There is power in silence. But not when people – particularly those who are lesbian, gay, bisexual and transgender – are forced into it.
That is the message in this week’s Day of Silence events, which were coordinated by University of Arizona students and staff.
The three-day event begins Wednesday and will culminate Friday night with a “Breaking the Silence” event on the UA Mall. On Thursday, the campus community will hold a vigil and program to remember 15-year-old Lawrence King, an openly gay California teen who was killed in February.
“King is the focus because his death got so little press, yet his story was so dramatic,” said Katherine Beck, co-chairwoman of the event's planning committee and vice president of Students Promoting Respect for Individuality Through Example, or SPRITE.
Event coordinators are asking that people not speak or use sign language all day Friday until 5 p.m. in recognition of the silence those in the LGBT community are forced to keep. At that point, participants will be “breaking the silence” and speaking openly about their experiences, Beck said.
“The event is specifically meant to bring awareness to the silence the LGBT community and its allies are meant to keep everyday,” she said, noting that people who identify as LGBT must sometimes hide their orientation or are unable to stand up for people in the community. The same goes for allies, she said.
Beck also said those who identify as LGBT can often feel isolated. “When you can’t speak up in class when a teacher says something noninclusive you basically have no voice,” she said, adding that this does not only happen on campus. "There is difficulty expressing oneself without having to out themselves."
For 12 years, students at public schools across the nation, and an increasing number of those attending colleges and universities, celebrate Day of Silence each year, Beck said. It has become one of the largest student-led action-oriented events in the nation.
The week’s plans are:
Stephen Russell, a professor in the John and Doris School of Family and Consumer Sciences, has studied the experiences of “sexual minorities” in school settings and will speak during the memorial service to be held Thursday night.

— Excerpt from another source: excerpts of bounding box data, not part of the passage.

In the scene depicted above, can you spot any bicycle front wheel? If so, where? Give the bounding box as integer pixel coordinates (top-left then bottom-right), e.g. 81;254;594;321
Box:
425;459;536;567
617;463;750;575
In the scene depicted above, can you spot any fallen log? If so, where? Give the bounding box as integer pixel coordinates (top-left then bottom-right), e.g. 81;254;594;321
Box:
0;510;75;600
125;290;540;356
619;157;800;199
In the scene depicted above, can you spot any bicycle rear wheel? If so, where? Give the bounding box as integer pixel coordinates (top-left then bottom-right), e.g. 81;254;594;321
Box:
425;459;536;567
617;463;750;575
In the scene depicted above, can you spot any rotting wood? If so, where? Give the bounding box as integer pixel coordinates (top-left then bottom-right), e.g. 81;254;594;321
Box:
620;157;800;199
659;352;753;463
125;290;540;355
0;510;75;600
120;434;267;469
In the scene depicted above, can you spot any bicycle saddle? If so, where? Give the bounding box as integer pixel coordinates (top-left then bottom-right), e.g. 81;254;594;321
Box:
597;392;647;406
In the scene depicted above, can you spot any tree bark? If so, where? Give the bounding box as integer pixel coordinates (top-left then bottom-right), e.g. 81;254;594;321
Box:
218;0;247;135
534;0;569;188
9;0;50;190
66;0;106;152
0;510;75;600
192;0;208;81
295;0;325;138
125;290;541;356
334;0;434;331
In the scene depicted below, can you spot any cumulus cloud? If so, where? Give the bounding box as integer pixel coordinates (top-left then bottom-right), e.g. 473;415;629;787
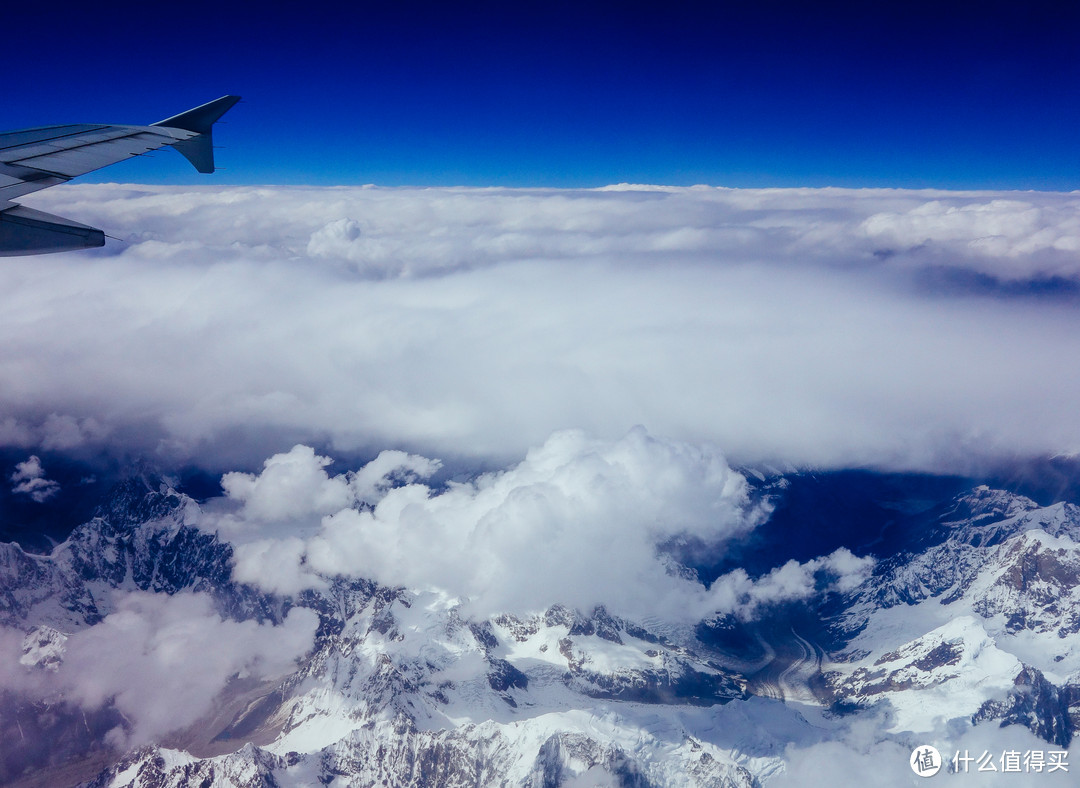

“When LGBT people, people of color, women – when these people feel uncomfortable and unsafe, it comes back to this place of privilege that others have,” Russell said. “And for many people, that privilege is part of the majority culture.”
His work attempts to help schools and educators to become more responsive to the needs of LGBT youth and also responsive to the discrimination they face.
“Some will say, ‘Quit acting that way,’ or ‘Why are you acting in a way that attracts bullying?’ It’s what was happening in the 1960s and 1970s with race,” said Russell, who holds the Fitch Nesbitt Endowed Chair and is director of the UA's Frances McClelland Institute.
But instead of trying to change LGBT students, educators and others must change their response to such students. This requires specific anti-bullying and anti-harassment policies, teacher intervention when problems arise in the classroom and the creation and support of school clubs with LGBT and allied members, Russell said.
He also said students must have access to resources and support. School curricula should include information about people who identify as LGBT – an approach that is highly contentious, he said.
Russell's research suggests that “educational leadership makes a difference and when you do those things kids feel safe.” When such actions fail, he added, LGBT youth are prone to feel depressed and suicidal and have lower levels of academic success. “School is not their priority if safety is their priority.”